Vor 35 Jahren gründete schließlich eine Gruppe von Organisationen – darunter Misereor – eine Arbeitsgemeinschaft. Sie sollte ergründen, mit welchen Mitteln Kleinbauernfamilien unterstützt werden könnten, die Kaffee und andere Lebensmittel für alle Welt produzieren. Aus dieser Initiative ist 1992 der Verein Fairtrade Deutschland entstanden.
Eine-Welt-Läden waren die Vorreiter
Auch vor der Gründung von Fairtrade gab es in Europa erste Bemühungen, den Kaffeehandel gerechter zu gestalten. Vorreiter waren hier die vielen Eine-Welt-Läden in den Kirchengemeinden und Weltläden. Sie boten einen alternativen Zugang zum europäischen Markt mit verlässlichen, fairen Preisen. Aber der Großteil des Kaffeemarktes verharrte in einem vom Kolonialismus geprägten Wirtschaftsmodell, das auf Ausbeutung beruhte. 1973 wurde schließlich die „Gesellschaft für die Partnerschaft mit der Dritten Welt“, kurz GEPA, gegründet. Ende der 1980er Jahre machte diese erste Versuche, ihren Kaffee auch über Supermärkte zu vertreiben, um für die Kleinbauernfamilien im Globalen Süden höhere Umsätze zu erzielen und mehr Konsumenten zu erreichen.
Misereor und Brot für die Welt als größte Gesellschafter trieben gemeinsam diese Strategie der GEPA voran. In dieser Zeit wurde über die GEPA auch der erste Biokaffee überhaupt nach Deutschland importiert. In Mexiko war es die Kooperative UCIRI, die sich als erste dem fairen Wirtschaftsmodell anschloss. Misereor gab eine einmalige Anschubfinanzierung. Der Leiter der Kooperative, der niederländische Pfarrer Frans van der Hoff, sollte später auch bei der Gründung des Fairtrade-Siegels eine große Rolle spielen.

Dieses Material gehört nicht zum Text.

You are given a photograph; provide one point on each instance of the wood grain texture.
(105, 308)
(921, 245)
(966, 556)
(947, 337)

Am Anfang war die Kaffeekrise
Die einzelnen Initiativen des Fairen Handels waren für sich sehr erfolgreich, weil sie viel Bewusstsein für Ungerechtigkeiten schufen und sehr viel Engagement in Kirchen und Jugendgruppen auslösten. Doch sie schafften es nicht aus ihrer Nische heraus. Der Kaffeehandel insgesamt wurde zunächst nicht fairer. Es mussten weitere Angebote her, die Kundschaft und Handel von einem Fairen Wirtschaften überzeugen sollten.

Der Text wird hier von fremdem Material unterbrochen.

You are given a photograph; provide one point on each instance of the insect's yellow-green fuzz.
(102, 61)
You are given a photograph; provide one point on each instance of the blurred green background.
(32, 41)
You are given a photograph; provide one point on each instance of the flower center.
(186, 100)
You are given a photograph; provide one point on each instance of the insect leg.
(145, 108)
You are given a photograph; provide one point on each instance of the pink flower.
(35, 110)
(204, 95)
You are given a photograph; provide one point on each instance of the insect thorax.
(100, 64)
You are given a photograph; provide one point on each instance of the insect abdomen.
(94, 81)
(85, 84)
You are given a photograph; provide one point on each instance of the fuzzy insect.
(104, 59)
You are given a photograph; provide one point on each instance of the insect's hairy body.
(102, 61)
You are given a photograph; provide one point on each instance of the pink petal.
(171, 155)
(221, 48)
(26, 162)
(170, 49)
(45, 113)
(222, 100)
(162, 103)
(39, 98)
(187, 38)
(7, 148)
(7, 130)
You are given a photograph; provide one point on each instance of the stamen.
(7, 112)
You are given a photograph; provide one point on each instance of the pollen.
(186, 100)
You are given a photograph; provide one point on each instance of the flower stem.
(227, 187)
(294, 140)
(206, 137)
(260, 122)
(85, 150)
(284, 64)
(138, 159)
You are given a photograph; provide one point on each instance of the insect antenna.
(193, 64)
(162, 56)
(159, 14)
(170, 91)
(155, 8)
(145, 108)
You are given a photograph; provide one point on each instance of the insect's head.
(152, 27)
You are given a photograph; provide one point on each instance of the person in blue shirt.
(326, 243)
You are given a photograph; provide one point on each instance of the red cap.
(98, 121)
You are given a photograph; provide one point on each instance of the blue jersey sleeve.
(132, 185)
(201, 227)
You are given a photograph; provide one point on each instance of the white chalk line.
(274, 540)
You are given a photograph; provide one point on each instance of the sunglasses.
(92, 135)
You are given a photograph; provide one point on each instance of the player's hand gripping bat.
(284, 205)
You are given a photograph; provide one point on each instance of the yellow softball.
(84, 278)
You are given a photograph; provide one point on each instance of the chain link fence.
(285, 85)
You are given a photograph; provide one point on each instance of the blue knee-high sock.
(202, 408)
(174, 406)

Nach Aufhebung der festen Kaffeepreise an den Börsen durch die internationale Kaffeeorganisation (ICO) Mitte der 1980er Jahre waren die Weltmarktpreise über einen langen Zeitraum auf einem Tiefstand. Gründe dafür waren Überangebot, Qualitätsprobleme in Anbau und Verarbeitung, und vor allem das enorme Machtungleichgewicht in den Handelsbeziehungen. Ganze Regionen wurden durch die niedrigen Erlöse wirtschaftlich ruiniert. Einige Volkswirtschaften, beispielsweise in Zentralamerika, lagen am Boden, ist doch Kaffee dort häufig das wichtigste Exportprodukt.

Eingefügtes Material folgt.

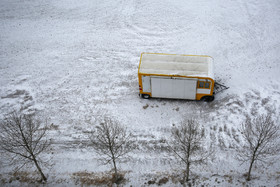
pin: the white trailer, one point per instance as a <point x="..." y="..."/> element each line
<point x="176" y="76"/>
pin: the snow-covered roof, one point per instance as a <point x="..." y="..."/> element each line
<point x="184" y="65"/>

Eine Idee aus den Niederlanden
Als Reaktion auf die niedrigen Kaffeepreise hatte Frans van der Hoff in den Niederlanden ein Zeichen in den Supermärkten eingeführt. Dieses versprach der Kundschaft erstmals „eerlijke handel“, also ehrlichen Handel. Die Idee übernahm die deutsche „AG Kleinbauernkaffee“. Sie zog mit ihrem Verein von Aachen nach Köln um und nannte sich in Transfair – das spätere Fairtrade Deutschland – um. Gründungsvorsitzender war der Misereor-Mitarbeiter Dr. Klaus Piepel. Der erste Geschäftsführer Dieter Overath prägte den Verein die nächsten dreißig Jahre maßgeblich und führte ihn zu seinem heutigen Erfolg. Seit seiner Gründung ist Fairtrade mehr ist als ein bloße Zertifizierungsinstrument, das einen besseren Handel attestiert, sondern eine Bewegung für mehr Gerechtigkeit.
Die Herausforderung bleibt
Noch heute ernten Kleinbauernfamilien mehr als 70 Prozent des weltweit erzeugten Kaffees. Die hohen Gewinne von Kaffeeröstern und Kaffeehändlern spiegeln sich jedoch nicht in den Einkommen der Bäuerinnen und Bauern wider. Dies hat sich auch nach 50 Jahren Fairer Handel in Deutschland und auch nach 30 Jahren fairer Zertifizierung nicht geändert.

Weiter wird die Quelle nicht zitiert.